Methods: Nine bilateral HNC patients’ CT structure sets were used in this study. Daily CBCTs were converted into synthetic-CT (sCT) for dose reconstruction. The accuracy of the proton dose calculation in sCT is cross-validated via the same day’s verification-CT sim (vCT) with 3D gamma index comparison. PTV-IMPT and ro-IMPT were generated on the initial planning CT (pCT). CTV high-risk volume (CTV_high) received 70 Gy and CTV low/intermediate-risk (CTV_low) received 60 Gy. For PTV-IMPT, the PTVs were expanded 3 mm from the CTV; for ro-IMPT, robust optimization used a 3 mm setup and 3.5% range uncertainties. Dose accumulations were then calculated on the 35 sets of daily sCT, and the target coverages were compared to the initial plans.

Results: The 3D gamma index dose comparison (3 mm/3%) showed an average pass rate of 98.2%±1.5% comparing the same day’s pair of sCT and vCT with both plans (total 38 pairs). Through the dose accumulation of 35 treatment fractions, the PTV-IMPT plan group’s mean V100 of CTV_high/CTV_low coverage degraded to 80.70%/85.73% compared to 96.72%/96.13% of the ro-IMPT group (P<0.002). One patient did have suboptimal coverage (CTV_low <90%) even with ro-IMPT. Significant weight loss was noted for this patient during the treatment course (>5 lbs).

Conclusions: A comprehensive plan robustness evaluation platform based on the CBCT is established in our clinical workflow and enables dose accumulation and plan robustness evaluation on a daily basis. ro-IMPT demonstrated an optimal planning strategy over PTV-IMPT for bilateral HNC treatment. However, special cautions are needed for patients with significant weight or geometry changes.

Keywords: Intensity modulated proton therapy (IMPT); synthetic-CT (sCT); robustness optimization; head and neck cancer (HNC); dose accumulation


Received: 18 December 2021; Accepted: 02 August 2022; Published: 30 September 2022.

doi: 10.21037/tro-21-42


Introduction

Proton beam therapy (PBT) has been clinically used for several decades. More recently, due to decreasing cost, increasing availability, and improved technology, the adoption of proton therapy has been increasing throughout the world in the last ten years. In addition, with the advent of pencil beam scanning (PBS) technology, intensity modulated proton therapy (IMPT) is now possible and allows for improved conformality around irregular targets.

PBT has been of great interest in head and neck cancer (HNC) treatment which provides better normal tissue sparing such as parotid and oral cavity (OC), compared to photon radiotherapy (1-4). PBT is also commonly used in re-irradiation patients to mitigate the toxicity of the surrounding tissues (5-7). In the upfront definitive setting, multiple studies have demonstrated improved dosimetry and clinical toxicity of IMPT over photon treatments (1-4,8,9).
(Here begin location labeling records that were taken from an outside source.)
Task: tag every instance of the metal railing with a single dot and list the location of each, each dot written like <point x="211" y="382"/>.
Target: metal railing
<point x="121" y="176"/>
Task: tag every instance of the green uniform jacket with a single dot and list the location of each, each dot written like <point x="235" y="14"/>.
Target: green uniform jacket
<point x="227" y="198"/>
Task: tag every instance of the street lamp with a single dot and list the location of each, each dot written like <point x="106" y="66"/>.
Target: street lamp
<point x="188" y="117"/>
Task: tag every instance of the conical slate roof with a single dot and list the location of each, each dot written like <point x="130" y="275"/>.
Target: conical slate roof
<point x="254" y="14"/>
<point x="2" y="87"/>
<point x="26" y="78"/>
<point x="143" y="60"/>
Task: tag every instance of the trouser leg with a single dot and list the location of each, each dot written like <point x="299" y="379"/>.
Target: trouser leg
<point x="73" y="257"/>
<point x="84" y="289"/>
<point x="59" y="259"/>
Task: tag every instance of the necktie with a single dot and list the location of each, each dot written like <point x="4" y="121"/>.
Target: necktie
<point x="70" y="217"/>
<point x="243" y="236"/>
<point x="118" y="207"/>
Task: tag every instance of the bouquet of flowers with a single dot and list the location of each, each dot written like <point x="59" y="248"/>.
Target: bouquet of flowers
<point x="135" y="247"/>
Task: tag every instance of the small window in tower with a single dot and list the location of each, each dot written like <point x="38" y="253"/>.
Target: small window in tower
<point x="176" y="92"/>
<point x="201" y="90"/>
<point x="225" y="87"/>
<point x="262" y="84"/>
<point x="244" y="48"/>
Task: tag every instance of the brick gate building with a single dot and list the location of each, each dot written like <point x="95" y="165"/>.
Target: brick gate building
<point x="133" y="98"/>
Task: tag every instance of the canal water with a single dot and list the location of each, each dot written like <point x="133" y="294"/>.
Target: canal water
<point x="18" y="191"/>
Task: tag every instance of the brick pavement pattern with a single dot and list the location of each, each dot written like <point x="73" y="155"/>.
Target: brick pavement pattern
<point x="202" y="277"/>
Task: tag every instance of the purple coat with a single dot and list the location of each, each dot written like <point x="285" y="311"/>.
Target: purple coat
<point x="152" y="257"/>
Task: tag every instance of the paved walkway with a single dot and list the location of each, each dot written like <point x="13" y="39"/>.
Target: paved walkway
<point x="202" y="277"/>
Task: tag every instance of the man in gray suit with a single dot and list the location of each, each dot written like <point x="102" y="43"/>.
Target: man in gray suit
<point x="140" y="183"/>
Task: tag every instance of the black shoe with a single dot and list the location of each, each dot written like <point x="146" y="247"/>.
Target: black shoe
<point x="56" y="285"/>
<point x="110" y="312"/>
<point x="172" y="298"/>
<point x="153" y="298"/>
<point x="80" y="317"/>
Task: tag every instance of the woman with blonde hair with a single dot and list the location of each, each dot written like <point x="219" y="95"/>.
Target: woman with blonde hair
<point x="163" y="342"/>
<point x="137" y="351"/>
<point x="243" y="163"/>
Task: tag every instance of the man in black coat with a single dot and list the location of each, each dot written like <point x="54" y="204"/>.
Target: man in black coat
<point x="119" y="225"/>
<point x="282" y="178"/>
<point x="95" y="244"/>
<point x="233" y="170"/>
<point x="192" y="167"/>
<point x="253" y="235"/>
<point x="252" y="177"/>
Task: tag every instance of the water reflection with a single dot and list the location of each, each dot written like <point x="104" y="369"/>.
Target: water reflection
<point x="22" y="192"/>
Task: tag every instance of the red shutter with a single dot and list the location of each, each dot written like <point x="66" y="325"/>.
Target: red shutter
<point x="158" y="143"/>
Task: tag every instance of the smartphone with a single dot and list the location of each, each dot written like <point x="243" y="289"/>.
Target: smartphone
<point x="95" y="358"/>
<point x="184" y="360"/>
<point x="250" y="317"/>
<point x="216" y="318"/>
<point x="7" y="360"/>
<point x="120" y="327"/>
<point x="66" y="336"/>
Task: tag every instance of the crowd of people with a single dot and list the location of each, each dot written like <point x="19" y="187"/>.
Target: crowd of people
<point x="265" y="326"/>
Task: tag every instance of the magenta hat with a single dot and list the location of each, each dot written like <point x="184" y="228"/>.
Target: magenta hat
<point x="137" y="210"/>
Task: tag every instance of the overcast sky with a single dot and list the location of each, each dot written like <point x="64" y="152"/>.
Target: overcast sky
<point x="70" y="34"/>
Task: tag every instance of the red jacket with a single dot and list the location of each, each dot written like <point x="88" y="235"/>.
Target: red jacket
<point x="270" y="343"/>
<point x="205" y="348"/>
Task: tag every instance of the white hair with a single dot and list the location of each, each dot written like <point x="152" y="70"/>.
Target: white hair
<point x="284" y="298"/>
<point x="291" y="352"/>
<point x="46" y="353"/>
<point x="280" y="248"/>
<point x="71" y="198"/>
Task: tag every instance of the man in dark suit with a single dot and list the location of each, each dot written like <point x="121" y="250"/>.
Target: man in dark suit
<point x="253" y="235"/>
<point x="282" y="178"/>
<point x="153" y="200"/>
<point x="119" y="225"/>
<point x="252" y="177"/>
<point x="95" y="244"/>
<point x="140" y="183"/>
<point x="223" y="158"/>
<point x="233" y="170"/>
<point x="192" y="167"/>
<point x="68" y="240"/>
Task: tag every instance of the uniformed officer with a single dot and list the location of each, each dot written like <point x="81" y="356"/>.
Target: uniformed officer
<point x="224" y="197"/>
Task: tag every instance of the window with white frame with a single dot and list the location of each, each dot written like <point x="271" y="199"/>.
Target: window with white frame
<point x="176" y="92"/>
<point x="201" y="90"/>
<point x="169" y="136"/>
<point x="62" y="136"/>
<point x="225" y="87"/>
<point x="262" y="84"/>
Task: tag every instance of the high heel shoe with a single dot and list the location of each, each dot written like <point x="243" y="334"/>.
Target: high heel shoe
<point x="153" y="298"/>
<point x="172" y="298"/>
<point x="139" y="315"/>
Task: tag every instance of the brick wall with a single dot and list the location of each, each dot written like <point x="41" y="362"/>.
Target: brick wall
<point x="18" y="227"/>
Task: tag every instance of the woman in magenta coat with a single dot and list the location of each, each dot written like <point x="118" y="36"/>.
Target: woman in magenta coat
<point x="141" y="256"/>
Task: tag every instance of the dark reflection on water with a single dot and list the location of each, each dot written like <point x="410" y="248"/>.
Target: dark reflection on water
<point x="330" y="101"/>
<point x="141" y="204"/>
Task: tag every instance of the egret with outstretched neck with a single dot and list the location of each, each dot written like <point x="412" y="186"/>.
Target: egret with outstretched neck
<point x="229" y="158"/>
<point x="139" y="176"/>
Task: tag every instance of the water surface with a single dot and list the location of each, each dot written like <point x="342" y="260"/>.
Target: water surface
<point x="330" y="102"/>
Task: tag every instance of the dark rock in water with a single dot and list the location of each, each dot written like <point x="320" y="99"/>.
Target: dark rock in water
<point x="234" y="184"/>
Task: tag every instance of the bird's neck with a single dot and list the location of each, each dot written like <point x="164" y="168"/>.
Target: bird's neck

PBT is inherently sensitive to setup and range uncertainties. This problem is even more pronounced when IMPT is used (10,11). In addition, the weight loss experienced by HNC patients often results in significant dosimetric changes, which cannot be predicted using a standard physics model. Thus, it is important to use adaptive offline replanning to account for the changes (4,12). However, the optimal timing and interval are largely unknown, and it remains a resource-intensive task in a busy clinic due to these additional validation-CTs (vCTs). There is an immediate need to generate a workflow to assess the plan’s robustness daily and design a robust treatment planning protocol to ensure the plan quality throughout the treatment course.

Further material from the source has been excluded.